Sunday, December 31, 2006

Simulasi Tsunami Denpasar

Ribuan pelajar SMP-SMA, pegawai hotel, pegawai negeri dan masyarakat kawasan Sanur membaur di pantai Sindhu, Sanur, Denpasar, 26 Desember 2006. Mereka mengikuti simulasi evakuasi tsunami yang diselenggarakan pemerintah daerah bersama pemerintah pusat. Kegiatan ini bertujuan membangun kesiapsiagaan ancaman tsunami. Sebagaimana daerah lain di Samudera Indonesia, Denpasar dan Bali secara keseluruhan juga memiliki potensi ancaman tsunami. Kesiapsiagaan menghadapi tsunami menjadi kebutuhan untuk mereduksi risiko bencana yang dapat diakibatkannya.
Seluruh partisipan simulasi yang berpakaian olahraga itu mendapat penjelasan singkat tentang tujuan pelaksanaan kegiatan dan peta jalur evakuasi yang akan dilalui. Pukul 9.00 waktu Indonesia Tengah (wita) dilakukan uji coba sirine. Baru pada pukul 9.15 simulasi yang sebenarnya dimulai.

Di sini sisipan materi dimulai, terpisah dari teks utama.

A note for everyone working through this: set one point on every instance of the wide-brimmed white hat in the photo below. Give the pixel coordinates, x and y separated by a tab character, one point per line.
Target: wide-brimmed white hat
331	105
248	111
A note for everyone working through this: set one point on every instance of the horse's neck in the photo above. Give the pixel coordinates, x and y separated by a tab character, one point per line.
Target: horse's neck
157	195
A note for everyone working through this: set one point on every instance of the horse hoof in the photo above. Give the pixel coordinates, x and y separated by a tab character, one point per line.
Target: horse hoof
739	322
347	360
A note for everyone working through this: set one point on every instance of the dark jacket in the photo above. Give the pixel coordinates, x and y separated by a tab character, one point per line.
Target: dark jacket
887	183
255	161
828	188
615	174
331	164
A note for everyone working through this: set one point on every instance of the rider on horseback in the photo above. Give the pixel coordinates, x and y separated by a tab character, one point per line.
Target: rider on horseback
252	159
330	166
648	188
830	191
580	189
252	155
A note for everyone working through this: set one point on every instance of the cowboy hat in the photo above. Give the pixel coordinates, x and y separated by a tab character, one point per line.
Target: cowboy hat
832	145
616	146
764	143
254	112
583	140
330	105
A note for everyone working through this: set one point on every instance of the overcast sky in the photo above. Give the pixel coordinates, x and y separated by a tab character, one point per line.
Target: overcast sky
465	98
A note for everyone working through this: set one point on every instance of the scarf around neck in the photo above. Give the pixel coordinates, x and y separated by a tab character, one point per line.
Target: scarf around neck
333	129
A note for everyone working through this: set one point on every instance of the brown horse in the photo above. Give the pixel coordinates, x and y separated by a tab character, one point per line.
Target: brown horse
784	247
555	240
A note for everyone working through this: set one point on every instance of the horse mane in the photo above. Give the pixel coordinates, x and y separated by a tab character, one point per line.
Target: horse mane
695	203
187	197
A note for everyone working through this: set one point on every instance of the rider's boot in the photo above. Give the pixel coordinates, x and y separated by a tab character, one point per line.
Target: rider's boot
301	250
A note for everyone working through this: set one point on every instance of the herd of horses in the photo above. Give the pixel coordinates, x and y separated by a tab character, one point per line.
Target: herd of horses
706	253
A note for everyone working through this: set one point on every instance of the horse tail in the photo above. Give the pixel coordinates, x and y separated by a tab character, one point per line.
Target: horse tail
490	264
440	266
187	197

Sirine di kawasan pantai Sanur meraung-raung. Terdengar hingga Ngurah Rai By Pass atau sekitar 1 kilometer arah barat pantai Sindhu. Sontak partisipan simulasi tumpah ke arah Ngurah Rai By Pass. Ada yang berlari, tapi ada juga yang berjalan santai. Di bagian belakang, sekelompok anggota PMI Denpasar mengusung korban luka. Di persimpangan Ngurah Rai By Pass, lusinan Polisi bersama petugas lainnya memblokir jalan. Agar simulasi evakuasi lancar.
Proses evakuasi berakhir di sebuah lokasi di kawasan Renon. Total jarak evakuasi yang ditempuh sekitar 4 hingga 5 kilometer. Arah evakuasi ini benar. Bisa dilihat di peta, arah evakuasi sudah menuju ke tempat terdekat yang lebih tinggi. Jadi tidak asal lari secepat-cepatnya, sejauh-jauhnya.
Serombongan pelajar SMP Wisata Sanur yang mengikuti simulai mengaku tidak tahu-menahu saat ditanya tentang tsunami dan tanda-tandanya awalnya. Sumarta, anggota Bankamdes (Bantuan Keamanan Desa) kelurahan Sanur Kaja, juga tidak tahu menahu hal itu. Yang ia tahu hanya bertugas mendukung kelancaran jalannya simulasi. "Tapi kalau kejadian sebenarnya, orang sudah naik motor ngebut. Kacau sekali," ujar Sumarta mengomentari jalannya simulasi sambil berandai-andai. Memang sebainya simulasi dirancang sedekat mungkin dengan kekacauan pada kejadian sebenarnya. Seperti diandaikan Sumarta.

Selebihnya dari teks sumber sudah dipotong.